In a letter to the leaders of the Senate Armed Services Committee, Senate Majority Leader Harry Reid, D-Nev., said the administration must have the flexibility to combat terrorism, including the use of the criminal justice system to prosecute terrorist suspects.
"Limitations on that flexibility, or on the availability of critical counterterrorism tools, would significantly threaten our national security," Reid wrote.
The Associated Press obtained a copy of the letter.
This isn't the first time Congress has tried to limit the administration on the detainee issue. Last year's defense bill barred the transfer of detainees at the naval prison at Guantanamo Bay, Cuba, to the United States. The omnibus spending bill that Obama and Congress approved in April also prevented the transfer of detainees from Guantanamo to the U.S., prohibited the construction or modification of facilities in the United States to house detainees and required the defense secretary to notify Congress before transferring a terror suspect to a foreign country.
Congressional Republicans and some Democrats want to keep the facility at Guantanamo open despite Obama's efforts, which have proven unsuccessful, to close the prison. Lawmakers also favor trying suspects in military commissions instead of federal courts.
The Senate Armed Services Committee approved the $683 billion defense bill in June, but the Senate has not acted on the legislation that would authorize spending on military personnel, weapons systems and wars in Iraq and Afghanistan in the fiscal year that began Oct. 1. Congress has about 11 weeks remaining in the session.
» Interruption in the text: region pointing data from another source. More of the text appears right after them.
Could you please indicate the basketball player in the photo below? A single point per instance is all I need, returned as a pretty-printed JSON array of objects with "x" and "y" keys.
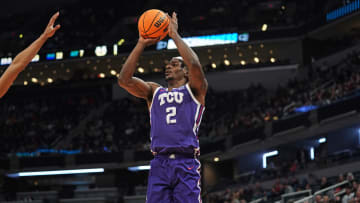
[
  {"x": 175, "y": 115},
  {"x": 25, "y": 57}
]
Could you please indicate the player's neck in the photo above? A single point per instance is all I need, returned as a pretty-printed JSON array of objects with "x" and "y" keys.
[{"x": 175, "y": 84}]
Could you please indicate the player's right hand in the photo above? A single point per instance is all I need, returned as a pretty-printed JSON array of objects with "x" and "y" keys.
[
  {"x": 148, "y": 41},
  {"x": 50, "y": 29}
]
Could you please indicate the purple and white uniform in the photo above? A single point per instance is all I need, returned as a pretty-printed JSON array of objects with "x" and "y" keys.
[{"x": 175, "y": 118}]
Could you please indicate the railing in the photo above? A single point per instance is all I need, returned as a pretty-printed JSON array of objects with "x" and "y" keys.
[
  {"x": 310, "y": 198},
  {"x": 294, "y": 196}
]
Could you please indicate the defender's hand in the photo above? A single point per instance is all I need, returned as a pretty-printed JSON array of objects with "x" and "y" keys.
[
  {"x": 148, "y": 41},
  {"x": 173, "y": 26},
  {"x": 50, "y": 29}
]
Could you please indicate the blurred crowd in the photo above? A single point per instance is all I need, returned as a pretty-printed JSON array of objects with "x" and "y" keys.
[
  {"x": 348, "y": 192},
  {"x": 38, "y": 122},
  {"x": 87, "y": 24}
]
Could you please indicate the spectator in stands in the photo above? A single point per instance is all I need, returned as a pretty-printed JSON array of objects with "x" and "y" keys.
[
  {"x": 324, "y": 183},
  {"x": 318, "y": 199},
  {"x": 348, "y": 195}
]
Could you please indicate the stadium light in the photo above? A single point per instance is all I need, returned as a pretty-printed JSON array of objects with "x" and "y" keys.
[
  {"x": 34, "y": 80},
  {"x": 56, "y": 172},
  {"x": 59, "y": 55},
  {"x": 101, "y": 75},
  {"x": 269, "y": 154},
  {"x": 141, "y": 70},
  {"x": 139, "y": 168},
  {"x": 36, "y": 58},
  {"x": 113, "y": 72},
  {"x": 264, "y": 27},
  {"x": 312, "y": 153},
  {"x": 115, "y": 49},
  {"x": 322, "y": 140},
  {"x": 213, "y": 65}
]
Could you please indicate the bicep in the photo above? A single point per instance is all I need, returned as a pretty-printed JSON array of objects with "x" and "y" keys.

The administration opposes a provision in the bill that would require military custody of a suspect determined to be a member of al-Qaida or its affiliate or anyone involved in the planning or an attack on the United States. The administration argues that such a step would hamper efforts by the FBI or other law enforcement to elicit intelligence from terror suspects.
Reid said several senators also had concerns with the provision.
"I do not intend to bring this bill to the floor until concerns regarding the bill's detainee provisions are resolved," Reid wrote.
The Democratic leader raised the prospect of a pared-back defense bill without the divisive provisions. Sen. Carl Levin, D-Mich., chairman of the Armed Services Committee, and the panel's top Republican, Sen. John McCain of Arizona, said they hope to work out some compromise. But both defended their work.
"The language of the bill was very carefully designed to provide, number one a waiver for the administration and, number two to have a very narrow class of people to whom this was addressed," Levin said.
McCain said he disagreed with Reid refusing to consider the legislation "because you disagree with something that the committee agreed to. By the way, I think the vote on detention policy was 25-1."
In doubt is Congress' four-decade record of completing defense bills and sending them to the president.